Plusieurs enseignements sont à tirer de cet arrêt. Parmi eux, si la décision d’appliquer le régime des classes de parties affectées est une mesure d’administration judiciaire insusceptible de recours, la Haute juridiction prend le soin de préciser qu’elle ne porte pas une atteinte disproportionnée au droit à l’accès au juge des parties affectées qui souhaiteraient la contester qui ne serait pas justifiée par les impératifs d’efficacité et de célérité du droit des entreprises en difficulté. Imparable, le raisonnement impose toutefois de se demander si, en amont, la décision en question est « véritablement » une mesure d’administration judiciaire…

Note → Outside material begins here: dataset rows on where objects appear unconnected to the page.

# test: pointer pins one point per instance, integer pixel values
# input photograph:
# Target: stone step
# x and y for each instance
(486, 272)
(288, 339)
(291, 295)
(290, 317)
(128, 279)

Les arrêts de la Cour de cassation, rendus quant au régime des classes de parties affectées, se sont multipliés sur les derniers mois. À cet égard, il est intéressant de relever qu’au sein de ces différentes décisions, à chaque fois, la question posée à la Cour de cassation portait pour l’essentiel sur le régime des voies de recours ouvertes ou non aux parties affectées (Com. 5 mars 2025, n° 23-22.267 FS-B, Dalloz actualité, 12 mars 2025, obs. B. Ferrari ; D. 2025. 1148 , note D. Robine ; ibid. 1593, obs. P. Cagnoli et F.-X. Lucas ; RCJPP 2025, n° 02, p. 46, chron. F. Reille et P. Roussel Galle  ; BJE mai 2025, n° BJE201z9, note J. Théron ; JCP E 2025. 1190, note O. Maraud ; APC 2025. Repère 71, note N. Borga ; RPC 2025/2. Repère 2, note P. Roussel Galle ; 2 juill. 2025, n° 25-40.011 FS-P, Dalloz actualité, 15 sept. 2025, obs. B. Ferrari ; Rev. sociétés 2025. 570, obs. P. Roussel Galle ).

L’arrêt sous commentaire s’inscrit dans cette lignée et nous allons nous concentrer ici sur un seul aspect de la solution fournie par la Cour de cassation : la décision de constitution facultative des classes de parties affectées (les autres aspects de l’arrêt feront l’objet d’un autre écrit dans ces colonnes).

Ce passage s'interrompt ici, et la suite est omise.